How Search Works

By Rishabh Chatterjee (Aug 24, 2024)

How Google Search Works
How Google Search Works
How Google Search Works

Have to start this one with a disclaimer and PSA : no one reallyyyy knows exactly how Google Search works - not even their own employees (and yes, I’ve spoken to a bunch of them). However, the recent Google documentation leaks, coupled with public documents from antitrust hearings has given us “outsiders” some really good insights that are relevant for anyone who’s in the space, or trying to rank on Google. This is my attempt at breaking down some of the complex processes into understandable, actionable snippets. 

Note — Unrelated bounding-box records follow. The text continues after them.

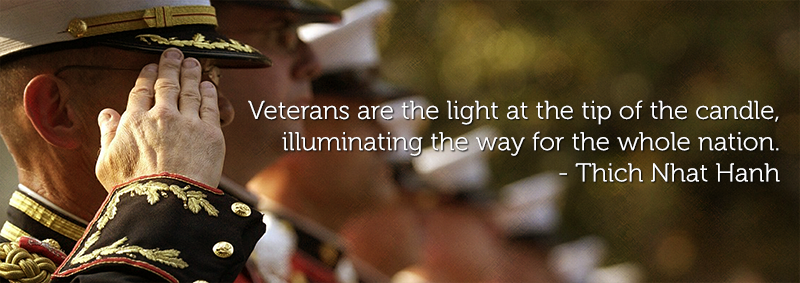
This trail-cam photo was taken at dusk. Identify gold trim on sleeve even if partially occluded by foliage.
[8,191,84,241]
[70,181,219,269]
[67,6,217,38]
[0,221,30,242]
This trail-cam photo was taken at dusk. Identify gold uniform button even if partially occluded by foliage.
[231,202,251,217]
[42,239,61,251]
[214,241,233,258]
[67,19,89,38]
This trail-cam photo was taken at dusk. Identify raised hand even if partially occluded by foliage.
[95,48,225,192]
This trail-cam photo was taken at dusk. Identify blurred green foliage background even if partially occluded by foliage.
[332,0,800,282]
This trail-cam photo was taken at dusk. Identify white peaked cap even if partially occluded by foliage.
[378,95,430,162]
[498,172,566,237]
[298,0,392,73]
[412,126,498,193]
[0,0,211,56]
[550,236,606,283]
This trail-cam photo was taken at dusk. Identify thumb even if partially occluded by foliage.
[97,108,120,155]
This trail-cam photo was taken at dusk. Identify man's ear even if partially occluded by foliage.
[24,74,80,149]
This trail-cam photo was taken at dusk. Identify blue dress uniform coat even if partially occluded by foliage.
[39,173,265,282]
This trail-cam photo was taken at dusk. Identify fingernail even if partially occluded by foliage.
[183,58,198,68]
[144,64,158,72]
[200,81,219,88]
[97,112,111,125]
[165,49,181,59]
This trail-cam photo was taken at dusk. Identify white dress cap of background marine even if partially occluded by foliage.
[297,0,393,73]
[0,0,270,67]
[412,126,498,194]
[498,172,566,241]
[378,95,430,163]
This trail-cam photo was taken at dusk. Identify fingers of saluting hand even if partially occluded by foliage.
[153,48,184,111]
[125,64,158,113]
[200,81,220,127]
[178,58,202,117]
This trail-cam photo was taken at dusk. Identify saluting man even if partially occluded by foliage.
[0,0,282,282]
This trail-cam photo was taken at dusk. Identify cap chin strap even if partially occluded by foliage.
[66,6,217,38]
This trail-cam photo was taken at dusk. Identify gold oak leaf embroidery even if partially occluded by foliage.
[70,237,189,268]
[70,181,219,268]
[136,33,257,53]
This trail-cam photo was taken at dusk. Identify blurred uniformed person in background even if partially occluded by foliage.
[248,0,412,282]
[0,0,269,282]
[211,0,341,195]
[394,127,503,282]
[497,173,566,283]
[339,93,428,282]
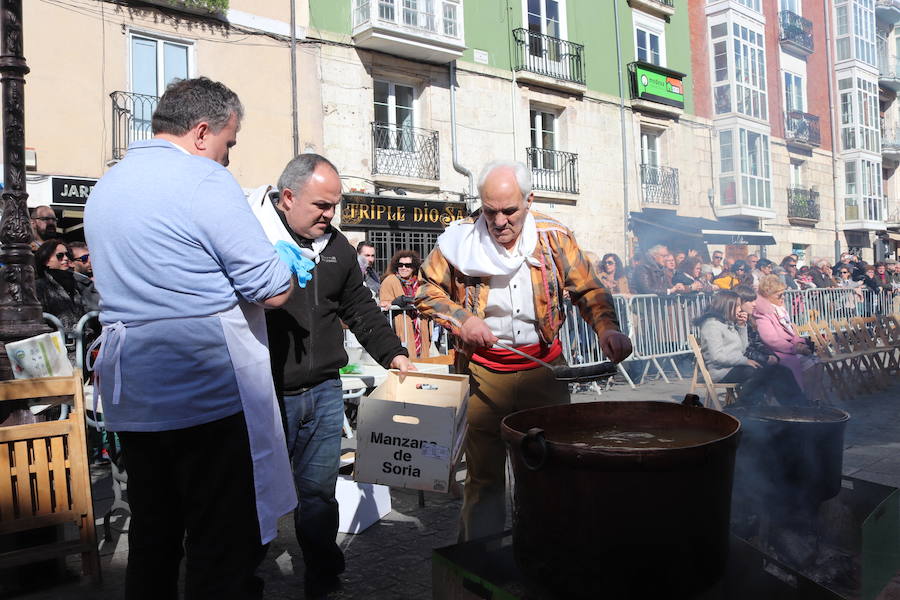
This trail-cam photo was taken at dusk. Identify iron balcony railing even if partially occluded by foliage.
[788,188,819,221]
[109,92,159,160]
[844,196,887,222]
[881,126,900,154]
[372,122,441,179]
[784,110,822,146]
[641,165,680,205]
[513,29,584,85]
[779,10,813,52]
[527,148,578,194]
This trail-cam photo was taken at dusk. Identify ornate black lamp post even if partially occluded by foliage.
[0,0,48,380]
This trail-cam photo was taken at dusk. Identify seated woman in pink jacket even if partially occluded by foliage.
[753,275,821,397]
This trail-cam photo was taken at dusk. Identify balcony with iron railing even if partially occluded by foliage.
[526,148,578,194]
[109,91,159,160]
[881,127,900,162]
[784,110,822,148]
[641,164,680,207]
[513,29,584,90]
[351,0,466,64]
[885,204,900,228]
[372,122,441,181]
[778,10,813,57]
[788,188,819,226]
[875,0,900,25]
[878,44,900,92]
[628,0,675,19]
[844,196,887,231]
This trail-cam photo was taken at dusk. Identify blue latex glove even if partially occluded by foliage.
[275,240,316,287]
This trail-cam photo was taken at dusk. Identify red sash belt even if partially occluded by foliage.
[472,339,562,373]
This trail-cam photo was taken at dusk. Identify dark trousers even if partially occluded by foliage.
[721,365,809,406]
[119,412,267,600]
[284,379,344,582]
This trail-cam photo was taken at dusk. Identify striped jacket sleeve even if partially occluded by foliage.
[416,248,473,332]
[555,227,620,333]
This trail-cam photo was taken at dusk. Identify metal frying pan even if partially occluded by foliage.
[494,342,616,382]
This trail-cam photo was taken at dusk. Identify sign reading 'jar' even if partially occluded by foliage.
[341,194,467,231]
[51,177,97,204]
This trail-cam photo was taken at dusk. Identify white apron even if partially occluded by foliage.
[89,301,297,544]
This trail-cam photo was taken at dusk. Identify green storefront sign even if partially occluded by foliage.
[628,61,685,108]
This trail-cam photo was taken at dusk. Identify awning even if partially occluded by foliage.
[630,209,775,248]
[700,229,775,246]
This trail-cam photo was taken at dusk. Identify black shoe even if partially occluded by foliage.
[303,574,341,600]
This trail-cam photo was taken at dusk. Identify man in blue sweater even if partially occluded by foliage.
[85,78,297,600]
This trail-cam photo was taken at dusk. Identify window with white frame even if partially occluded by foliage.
[834,0,876,66]
[784,71,806,112]
[778,0,802,15]
[524,0,565,39]
[738,129,772,208]
[374,80,415,152]
[709,22,768,120]
[641,129,663,185]
[641,129,660,167]
[129,33,192,132]
[838,76,881,152]
[632,10,666,67]
[844,159,885,221]
[529,107,558,170]
[443,2,459,38]
[737,0,762,12]
[790,160,803,188]
[719,128,772,208]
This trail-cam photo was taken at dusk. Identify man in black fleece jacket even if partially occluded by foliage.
[266,154,411,598]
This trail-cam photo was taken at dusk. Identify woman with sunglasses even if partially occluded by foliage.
[597,252,631,294]
[753,275,822,398]
[34,239,87,330]
[713,260,753,290]
[378,250,431,360]
[695,286,806,405]
[672,256,715,293]
[837,264,865,318]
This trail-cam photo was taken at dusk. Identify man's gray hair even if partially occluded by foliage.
[151,77,244,136]
[278,152,338,194]
[478,160,531,200]
[647,244,669,256]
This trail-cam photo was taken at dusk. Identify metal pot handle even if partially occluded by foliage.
[519,427,547,471]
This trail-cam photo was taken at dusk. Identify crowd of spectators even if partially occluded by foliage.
[596,245,900,296]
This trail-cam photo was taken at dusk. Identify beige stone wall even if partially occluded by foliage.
[23,0,306,187]
[765,144,846,262]
[312,43,711,254]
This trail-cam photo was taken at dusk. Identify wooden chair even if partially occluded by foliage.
[850,317,898,378]
[794,321,855,400]
[688,334,738,410]
[875,315,900,374]
[831,319,886,393]
[0,373,100,580]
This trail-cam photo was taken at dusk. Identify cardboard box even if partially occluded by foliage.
[335,475,391,533]
[354,371,469,492]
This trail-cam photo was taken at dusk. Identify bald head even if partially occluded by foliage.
[479,163,534,249]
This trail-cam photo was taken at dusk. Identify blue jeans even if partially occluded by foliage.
[284,379,344,579]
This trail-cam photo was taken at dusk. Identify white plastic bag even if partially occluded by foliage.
[6,331,73,379]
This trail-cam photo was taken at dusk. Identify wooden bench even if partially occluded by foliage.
[0,375,100,580]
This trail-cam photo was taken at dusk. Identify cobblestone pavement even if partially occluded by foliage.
[0,381,900,600]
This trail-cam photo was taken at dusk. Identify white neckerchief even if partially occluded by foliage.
[247,185,331,264]
[437,211,538,277]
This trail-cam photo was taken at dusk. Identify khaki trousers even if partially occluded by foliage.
[459,362,570,541]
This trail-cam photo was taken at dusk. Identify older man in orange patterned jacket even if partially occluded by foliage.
[416,161,631,541]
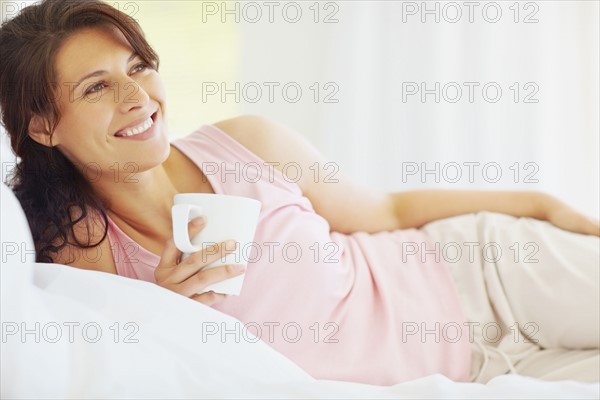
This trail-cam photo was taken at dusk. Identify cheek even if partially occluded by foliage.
[144,71,166,106]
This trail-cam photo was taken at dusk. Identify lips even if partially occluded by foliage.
[115,112,156,137]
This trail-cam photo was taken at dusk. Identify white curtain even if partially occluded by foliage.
[238,1,600,218]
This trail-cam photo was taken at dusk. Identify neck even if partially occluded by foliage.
[93,164,178,241]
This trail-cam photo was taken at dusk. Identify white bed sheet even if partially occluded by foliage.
[0,184,600,399]
[2,264,600,398]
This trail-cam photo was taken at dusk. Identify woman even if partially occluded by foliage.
[0,1,600,385]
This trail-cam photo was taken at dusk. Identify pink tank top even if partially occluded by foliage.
[108,125,471,385]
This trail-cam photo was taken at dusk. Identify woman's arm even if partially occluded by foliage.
[214,115,600,235]
[391,190,600,236]
[391,190,549,228]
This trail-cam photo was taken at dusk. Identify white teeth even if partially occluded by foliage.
[117,118,154,136]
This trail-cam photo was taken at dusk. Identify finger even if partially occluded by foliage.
[178,264,246,297]
[176,241,237,282]
[154,238,181,285]
[154,217,206,283]
[191,290,227,306]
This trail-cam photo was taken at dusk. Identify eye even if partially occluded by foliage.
[84,81,106,96]
[131,62,148,74]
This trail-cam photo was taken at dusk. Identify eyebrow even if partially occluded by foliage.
[72,51,137,92]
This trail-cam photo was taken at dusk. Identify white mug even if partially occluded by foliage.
[172,193,261,295]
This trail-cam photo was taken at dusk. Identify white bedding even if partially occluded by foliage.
[0,185,600,398]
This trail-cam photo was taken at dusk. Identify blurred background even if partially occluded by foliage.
[3,0,600,218]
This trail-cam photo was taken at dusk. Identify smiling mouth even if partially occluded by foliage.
[115,112,157,137]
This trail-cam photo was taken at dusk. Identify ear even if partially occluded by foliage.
[28,114,58,147]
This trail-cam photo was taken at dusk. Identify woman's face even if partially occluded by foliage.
[38,28,169,182]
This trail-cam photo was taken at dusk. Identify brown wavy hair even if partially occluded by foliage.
[0,0,159,263]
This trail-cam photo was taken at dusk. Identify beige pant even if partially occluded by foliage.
[422,212,600,383]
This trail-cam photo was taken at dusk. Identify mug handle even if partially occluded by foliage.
[171,204,202,253]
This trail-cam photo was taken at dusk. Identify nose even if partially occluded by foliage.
[119,77,150,113]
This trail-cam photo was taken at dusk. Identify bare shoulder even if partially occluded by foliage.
[53,212,117,274]
[213,115,284,155]
[213,115,324,192]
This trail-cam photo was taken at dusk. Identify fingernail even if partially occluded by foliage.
[192,216,206,226]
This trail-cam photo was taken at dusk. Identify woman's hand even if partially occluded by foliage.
[154,218,244,305]
[542,195,600,236]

How does Google Search Work?

Indexing a new page

When you publish a new website, or page, Google does not immediately index it. Google must first become aware of the page. This can happen in couple different ways :

  • Submit a page via Google Search Console

  • Add it to you Sitemap / resubmit the Sitemap

  • Link the page from some other page so that Google’s crawler can find it the next time it crawls your website

While you should ideally do all, research has shown that new pages that are linked from popular pages (like home page, etc.) tend to get indexed faster.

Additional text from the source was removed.